I speak with a (General) American accent. Native non-American English speakers sometimes tell me that "you pronounce every single syllable in every word." I've also stumbled upon very similar comments on AmE on the internet too often for this to be an idiosyncracy of mine.

This got me thinking: could this feature of American English have arisen out of the sheer vast multiculturalism in the US that the country has enjoyed pretty much from the start of its existence (since everyone who is American and whose mother tongue is not English "would want" to hear every syllable of what's being said).

I don't even know what to google to get an answer. It seems like something a linguist can answer.

1 Answer 1


As a literal and general claim, I doubt the accuracy of that statement for any native speaker (words like family, camera, potato, supposed contain syllables that are frequently subject to elision in American English).

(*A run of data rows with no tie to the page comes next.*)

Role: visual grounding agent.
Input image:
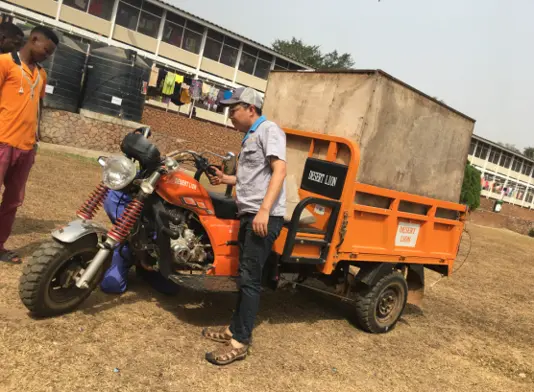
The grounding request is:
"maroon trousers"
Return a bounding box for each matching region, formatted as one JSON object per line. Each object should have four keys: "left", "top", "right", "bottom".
{"left": 0, "top": 143, "right": 35, "bottom": 251}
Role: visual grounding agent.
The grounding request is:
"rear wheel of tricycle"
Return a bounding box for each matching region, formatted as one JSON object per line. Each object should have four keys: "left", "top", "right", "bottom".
{"left": 353, "top": 270, "right": 408, "bottom": 333}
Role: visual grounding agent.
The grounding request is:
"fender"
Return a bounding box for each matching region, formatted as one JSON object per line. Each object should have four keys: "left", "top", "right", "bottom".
{"left": 52, "top": 219, "right": 108, "bottom": 244}
{"left": 355, "top": 263, "right": 395, "bottom": 287}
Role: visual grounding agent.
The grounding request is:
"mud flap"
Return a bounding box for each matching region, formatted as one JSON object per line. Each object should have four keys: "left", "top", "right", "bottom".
{"left": 406, "top": 264, "right": 425, "bottom": 308}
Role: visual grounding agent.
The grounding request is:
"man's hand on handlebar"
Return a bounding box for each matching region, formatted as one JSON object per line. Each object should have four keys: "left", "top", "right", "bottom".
{"left": 207, "top": 167, "right": 237, "bottom": 186}
{"left": 207, "top": 167, "right": 224, "bottom": 186}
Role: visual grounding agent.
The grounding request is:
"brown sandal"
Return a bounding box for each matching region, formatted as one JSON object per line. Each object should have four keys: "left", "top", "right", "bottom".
{"left": 205, "top": 342, "right": 249, "bottom": 366}
{"left": 201, "top": 326, "right": 232, "bottom": 343}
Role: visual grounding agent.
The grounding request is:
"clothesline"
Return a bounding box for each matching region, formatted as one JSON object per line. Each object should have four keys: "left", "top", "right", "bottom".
{"left": 147, "top": 63, "right": 234, "bottom": 116}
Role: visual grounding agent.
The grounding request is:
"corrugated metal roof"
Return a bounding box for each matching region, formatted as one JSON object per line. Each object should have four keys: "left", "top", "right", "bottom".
{"left": 153, "top": 0, "right": 313, "bottom": 69}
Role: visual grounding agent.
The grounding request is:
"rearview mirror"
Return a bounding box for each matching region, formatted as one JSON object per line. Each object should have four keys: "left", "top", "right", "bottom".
{"left": 222, "top": 152, "right": 237, "bottom": 175}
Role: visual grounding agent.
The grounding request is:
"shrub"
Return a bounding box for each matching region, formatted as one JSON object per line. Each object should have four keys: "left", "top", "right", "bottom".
{"left": 460, "top": 162, "right": 482, "bottom": 212}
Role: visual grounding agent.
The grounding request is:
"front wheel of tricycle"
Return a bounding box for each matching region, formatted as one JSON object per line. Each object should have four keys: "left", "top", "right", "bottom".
{"left": 353, "top": 270, "right": 408, "bottom": 334}
{"left": 19, "top": 236, "right": 108, "bottom": 317}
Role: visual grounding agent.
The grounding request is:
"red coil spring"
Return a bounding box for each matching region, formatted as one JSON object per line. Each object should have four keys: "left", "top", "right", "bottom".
{"left": 76, "top": 183, "right": 110, "bottom": 220}
{"left": 107, "top": 199, "right": 144, "bottom": 242}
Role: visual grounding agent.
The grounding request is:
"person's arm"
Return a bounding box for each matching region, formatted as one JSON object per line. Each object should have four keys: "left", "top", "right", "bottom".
{"left": 253, "top": 126, "right": 287, "bottom": 237}
{"left": 259, "top": 158, "right": 286, "bottom": 214}
{"left": 208, "top": 169, "right": 236, "bottom": 186}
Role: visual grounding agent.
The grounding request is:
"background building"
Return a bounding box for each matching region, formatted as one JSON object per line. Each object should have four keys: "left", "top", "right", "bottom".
{"left": 0, "top": 0, "right": 311, "bottom": 125}
{"left": 468, "top": 134, "right": 534, "bottom": 208}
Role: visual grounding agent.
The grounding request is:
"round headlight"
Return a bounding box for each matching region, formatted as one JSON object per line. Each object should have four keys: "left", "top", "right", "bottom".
{"left": 102, "top": 156, "right": 137, "bottom": 190}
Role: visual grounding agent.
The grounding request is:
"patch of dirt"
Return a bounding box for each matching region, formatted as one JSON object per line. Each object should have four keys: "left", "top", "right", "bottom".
{"left": 0, "top": 150, "right": 533, "bottom": 392}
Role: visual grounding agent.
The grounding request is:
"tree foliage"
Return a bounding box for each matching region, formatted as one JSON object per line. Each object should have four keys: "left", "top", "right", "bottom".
{"left": 272, "top": 37, "right": 355, "bottom": 69}
{"left": 460, "top": 162, "right": 482, "bottom": 211}
{"left": 523, "top": 147, "right": 534, "bottom": 160}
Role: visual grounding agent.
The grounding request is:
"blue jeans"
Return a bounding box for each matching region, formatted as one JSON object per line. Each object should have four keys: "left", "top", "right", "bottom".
{"left": 100, "top": 190, "right": 178, "bottom": 295}
{"left": 229, "top": 214, "right": 284, "bottom": 345}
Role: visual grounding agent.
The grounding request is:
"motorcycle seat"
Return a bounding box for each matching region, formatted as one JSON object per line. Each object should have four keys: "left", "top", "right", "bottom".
{"left": 208, "top": 192, "right": 238, "bottom": 220}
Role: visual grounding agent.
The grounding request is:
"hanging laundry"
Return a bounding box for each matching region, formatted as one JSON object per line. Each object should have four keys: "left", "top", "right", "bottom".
{"left": 184, "top": 76, "right": 193, "bottom": 86}
{"left": 202, "top": 82, "right": 211, "bottom": 96}
{"left": 175, "top": 74, "right": 184, "bottom": 84}
{"left": 190, "top": 79, "right": 203, "bottom": 101}
{"left": 162, "top": 72, "right": 177, "bottom": 95}
{"left": 149, "top": 65, "right": 159, "bottom": 87}
{"left": 171, "top": 82, "right": 185, "bottom": 106}
{"left": 157, "top": 68, "right": 167, "bottom": 89}
{"left": 180, "top": 87, "right": 192, "bottom": 104}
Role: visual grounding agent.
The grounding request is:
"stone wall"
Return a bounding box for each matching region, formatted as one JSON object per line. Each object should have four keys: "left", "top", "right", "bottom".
{"left": 141, "top": 106, "right": 243, "bottom": 156}
{"left": 41, "top": 106, "right": 243, "bottom": 157}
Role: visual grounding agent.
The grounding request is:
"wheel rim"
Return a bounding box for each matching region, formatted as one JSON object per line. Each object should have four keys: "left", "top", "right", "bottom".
{"left": 375, "top": 283, "right": 404, "bottom": 325}
{"left": 47, "top": 250, "right": 97, "bottom": 304}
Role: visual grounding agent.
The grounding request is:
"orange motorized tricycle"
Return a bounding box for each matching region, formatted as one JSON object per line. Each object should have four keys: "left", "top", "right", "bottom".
{"left": 19, "top": 127, "right": 467, "bottom": 333}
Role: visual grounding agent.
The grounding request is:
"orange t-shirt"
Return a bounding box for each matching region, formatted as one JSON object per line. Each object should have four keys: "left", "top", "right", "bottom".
{"left": 0, "top": 53, "right": 47, "bottom": 150}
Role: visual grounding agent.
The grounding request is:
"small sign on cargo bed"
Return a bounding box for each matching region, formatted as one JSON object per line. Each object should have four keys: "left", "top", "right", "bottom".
{"left": 395, "top": 222, "right": 420, "bottom": 248}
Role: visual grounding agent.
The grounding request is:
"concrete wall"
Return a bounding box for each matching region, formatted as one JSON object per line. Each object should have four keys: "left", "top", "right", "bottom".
{"left": 113, "top": 26, "right": 158, "bottom": 53}
{"left": 263, "top": 70, "right": 475, "bottom": 203}
{"left": 200, "top": 58, "right": 234, "bottom": 81}
{"left": 236, "top": 71, "right": 268, "bottom": 92}
{"left": 60, "top": 6, "right": 110, "bottom": 36}
{"left": 358, "top": 73, "right": 475, "bottom": 202}
{"left": 11, "top": 0, "right": 56, "bottom": 17}
{"left": 158, "top": 42, "right": 199, "bottom": 68}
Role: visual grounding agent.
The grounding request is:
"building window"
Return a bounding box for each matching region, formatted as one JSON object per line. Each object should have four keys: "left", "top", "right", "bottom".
{"left": 162, "top": 13, "right": 204, "bottom": 54}
{"left": 238, "top": 45, "right": 273, "bottom": 80}
{"left": 204, "top": 30, "right": 223, "bottom": 62}
{"left": 162, "top": 12, "right": 185, "bottom": 47}
{"left": 468, "top": 140, "right": 476, "bottom": 155}
{"left": 511, "top": 158, "right": 523, "bottom": 173}
{"left": 488, "top": 148, "right": 501, "bottom": 164}
{"left": 63, "top": 0, "right": 114, "bottom": 20}
{"left": 521, "top": 162, "right": 532, "bottom": 176}
{"left": 203, "top": 31, "right": 240, "bottom": 68}
{"left": 499, "top": 152, "right": 512, "bottom": 168}
{"left": 116, "top": 0, "right": 162, "bottom": 38}
{"left": 274, "top": 58, "right": 290, "bottom": 70}
{"left": 63, "top": 0, "right": 89, "bottom": 12}
{"left": 474, "top": 142, "right": 489, "bottom": 159}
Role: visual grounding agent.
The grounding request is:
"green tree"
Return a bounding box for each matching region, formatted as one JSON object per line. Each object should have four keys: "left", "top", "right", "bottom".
{"left": 496, "top": 141, "right": 521, "bottom": 154}
{"left": 272, "top": 37, "right": 355, "bottom": 69}
{"left": 523, "top": 147, "right": 534, "bottom": 159}
{"left": 460, "top": 162, "right": 482, "bottom": 211}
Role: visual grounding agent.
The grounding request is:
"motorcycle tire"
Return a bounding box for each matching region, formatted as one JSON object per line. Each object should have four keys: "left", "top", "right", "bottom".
{"left": 19, "top": 236, "right": 109, "bottom": 317}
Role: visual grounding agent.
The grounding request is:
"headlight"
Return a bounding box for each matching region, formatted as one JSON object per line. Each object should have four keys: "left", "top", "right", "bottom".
{"left": 101, "top": 156, "right": 137, "bottom": 190}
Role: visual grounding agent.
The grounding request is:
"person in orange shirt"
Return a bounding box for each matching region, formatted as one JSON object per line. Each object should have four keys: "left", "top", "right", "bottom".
{"left": 0, "top": 26, "right": 58, "bottom": 264}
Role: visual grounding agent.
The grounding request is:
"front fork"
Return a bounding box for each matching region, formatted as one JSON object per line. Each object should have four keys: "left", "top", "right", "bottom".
{"left": 75, "top": 171, "right": 162, "bottom": 289}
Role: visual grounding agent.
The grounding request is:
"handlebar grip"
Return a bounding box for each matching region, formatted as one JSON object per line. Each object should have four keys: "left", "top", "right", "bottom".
{"left": 207, "top": 165, "right": 218, "bottom": 176}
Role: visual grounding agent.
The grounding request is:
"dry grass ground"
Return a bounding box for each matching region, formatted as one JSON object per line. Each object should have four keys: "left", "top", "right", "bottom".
{"left": 0, "top": 149, "right": 533, "bottom": 392}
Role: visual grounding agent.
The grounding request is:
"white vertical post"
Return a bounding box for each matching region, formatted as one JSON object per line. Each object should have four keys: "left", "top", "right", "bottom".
{"left": 108, "top": 0, "right": 120, "bottom": 43}
{"left": 55, "top": 0, "right": 63, "bottom": 21}
{"left": 195, "top": 27, "right": 208, "bottom": 78}
{"left": 232, "top": 42, "right": 243, "bottom": 84}
{"left": 154, "top": 9, "right": 166, "bottom": 56}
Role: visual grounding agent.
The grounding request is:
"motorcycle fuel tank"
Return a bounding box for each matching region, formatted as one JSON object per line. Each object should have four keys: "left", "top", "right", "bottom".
{"left": 157, "top": 169, "right": 216, "bottom": 216}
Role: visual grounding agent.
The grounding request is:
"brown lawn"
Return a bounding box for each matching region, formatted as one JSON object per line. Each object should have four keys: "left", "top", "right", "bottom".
{"left": 0, "top": 149, "right": 533, "bottom": 392}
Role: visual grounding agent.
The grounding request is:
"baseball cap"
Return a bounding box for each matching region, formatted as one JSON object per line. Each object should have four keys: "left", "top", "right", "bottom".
{"left": 220, "top": 87, "right": 263, "bottom": 109}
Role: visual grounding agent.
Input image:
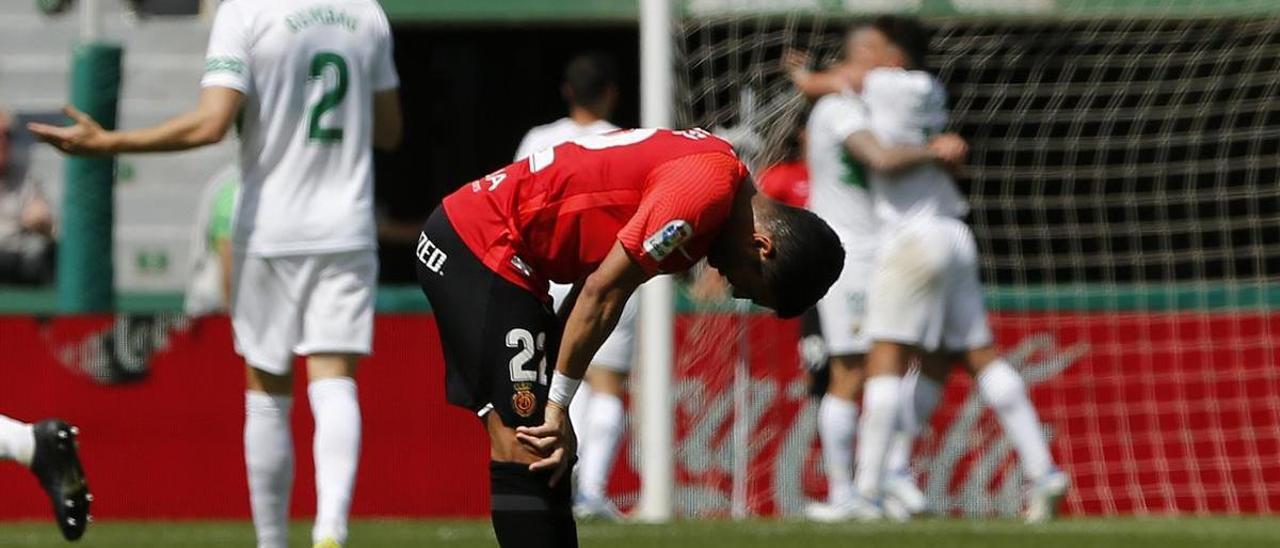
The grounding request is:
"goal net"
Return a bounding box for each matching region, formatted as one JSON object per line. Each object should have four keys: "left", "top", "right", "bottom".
{"left": 622, "top": 0, "right": 1280, "bottom": 518}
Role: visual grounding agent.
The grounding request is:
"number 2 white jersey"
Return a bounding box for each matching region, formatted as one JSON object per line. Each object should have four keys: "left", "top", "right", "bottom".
{"left": 202, "top": 0, "right": 399, "bottom": 256}
{"left": 862, "top": 68, "right": 968, "bottom": 223}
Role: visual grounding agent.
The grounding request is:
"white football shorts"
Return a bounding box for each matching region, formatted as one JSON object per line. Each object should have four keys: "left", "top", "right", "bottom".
{"left": 231, "top": 250, "right": 377, "bottom": 375}
{"left": 816, "top": 233, "right": 876, "bottom": 357}
{"left": 548, "top": 282, "right": 637, "bottom": 373}
{"left": 864, "top": 214, "right": 993, "bottom": 353}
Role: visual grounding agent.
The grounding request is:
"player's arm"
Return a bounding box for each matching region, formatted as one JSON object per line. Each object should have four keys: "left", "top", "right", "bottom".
{"left": 514, "top": 242, "right": 648, "bottom": 484}
{"left": 843, "top": 130, "right": 967, "bottom": 175}
{"left": 554, "top": 243, "right": 649, "bottom": 383}
{"left": 216, "top": 238, "right": 233, "bottom": 307}
{"left": 783, "top": 48, "right": 856, "bottom": 99}
{"left": 373, "top": 89, "right": 403, "bottom": 151}
{"left": 28, "top": 87, "right": 243, "bottom": 155}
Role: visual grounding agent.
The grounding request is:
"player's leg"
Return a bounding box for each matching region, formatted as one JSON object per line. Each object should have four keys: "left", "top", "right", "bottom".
{"left": 573, "top": 369, "right": 627, "bottom": 519}
{"left": 886, "top": 353, "right": 948, "bottom": 479}
{"left": 295, "top": 250, "right": 377, "bottom": 547}
{"left": 939, "top": 218, "right": 1067, "bottom": 522}
{"left": 880, "top": 363, "right": 937, "bottom": 517}
{"left": 233, "top": 254, "right": 303, "bottom": 548}
{"left": 244, "top": 366, "right": 296, "bottom": 548}
{"left": 806, "top": 243, "right": 870, "bottom": 515}
{"left": 307, "top": 355, "right": 362, "bottom": 547}
{"left": 479, "top": 282, "right": 576, "bottom": 548}
{"left": 0, "top": 413, "right": 91, "bottom": 540}
{"left": 856, "top": 216, "right": 951, "bottom": 512}
{"left": 570, "top": 293, "right": 636, "bottom": 520}
{"left": 416, "top": 207, "right": 576, "bottom": 547}
{"left": 817, "top": 354, "right": 862, "bottom": 506}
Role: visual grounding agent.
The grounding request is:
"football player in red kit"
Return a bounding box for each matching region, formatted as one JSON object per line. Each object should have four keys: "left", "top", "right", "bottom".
{"left": 415, "top": 128, "right": 844, "bottom": 547}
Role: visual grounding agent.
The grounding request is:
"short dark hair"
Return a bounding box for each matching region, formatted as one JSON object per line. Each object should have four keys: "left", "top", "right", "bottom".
{"left": 869, "top": 15, "right": 931, "bottom": 70}
{"left": 761, "top": 201, "right": 845, "bottom": 319}
{"left": 564, "top": 53, "right": 618, "bottom": 109}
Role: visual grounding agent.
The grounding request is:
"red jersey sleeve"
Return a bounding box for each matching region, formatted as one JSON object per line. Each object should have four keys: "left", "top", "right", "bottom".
{"left": 617, "top": 152, "right": 747, "bottom": 275}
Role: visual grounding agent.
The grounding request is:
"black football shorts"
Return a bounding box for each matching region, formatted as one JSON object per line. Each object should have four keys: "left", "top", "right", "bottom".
{"left": 414, "top": 205, "right": 560, "bottom": 428}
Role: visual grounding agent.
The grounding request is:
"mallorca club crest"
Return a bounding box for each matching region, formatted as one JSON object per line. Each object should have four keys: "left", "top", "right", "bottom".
{"left": 511, "top": 383, "right": 537, "bottom": 418}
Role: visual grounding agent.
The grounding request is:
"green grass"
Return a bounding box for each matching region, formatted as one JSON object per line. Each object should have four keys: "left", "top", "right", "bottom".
{"left": 2, "top": 517, "right": 1280, "bottom": 547}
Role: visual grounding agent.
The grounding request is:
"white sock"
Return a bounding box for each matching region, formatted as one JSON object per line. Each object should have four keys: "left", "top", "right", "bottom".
{"left": 309, "top": 378, "right": 362, "bottom": 545}
{"left": 978, "top": 359, "right": 1054, "bottom": 481}
{"left": 245, "top": 391, "right": 294, "bottom": 548}
{"left": 887, "top": 374, "right": 943, "bottom": 474}
{"left": 817, "top": 394, "right": 858, "bottom": 505}
{"left": 0, "top": 414, "right": 35, "bottom": 467}
{"left": 577, "top": 392, "right": 624, "bottom": 500}
{"left": 854, "top": 376, "right": 901, "bottom": 500}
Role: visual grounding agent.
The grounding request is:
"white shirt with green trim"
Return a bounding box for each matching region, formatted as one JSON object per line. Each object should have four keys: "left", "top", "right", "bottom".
{"left": 203, "top": 0, "right": 399, "bottom": 256}
{"left": 804, "top": 90, "right": 877, "bottom": 255}
{"left": 862, "top": 67, "right": 968, "bottom": 223}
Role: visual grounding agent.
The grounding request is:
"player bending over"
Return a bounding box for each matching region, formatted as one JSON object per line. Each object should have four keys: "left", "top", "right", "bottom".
{"left": 415, "top": 128, "right": 844, "bottom": 547}
{"left": 30, "top": 1, "right": 403, "bottom": 546}
{"left": 839, "top": 16, "right": 1070, "bottom": 522}
{"left": 0, "top": 415, "right": 90, "bottom": 541}
{"left": 513, "top": 53, "right": 631, "bottom": 519}
{"left": 789, "top": 19, "right": 967, "bottom": 521}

In terms of specific things it might be getting at/related to, there is an interesting answer by Evelyn on the ELL Stack exchange site replying to the question "'-...ory' : Pronunciation difference between American and British English?" that points out that Noah Webster advocated teaching spelling by dividing words into syllables for students. Here’s a link that discusses this somewhat. Evelyn suggests Webster’s influence may be the cause for some cases where American English speakers tend to use more syllables than speakers of other varieties, such as words ending in -ary and -ory.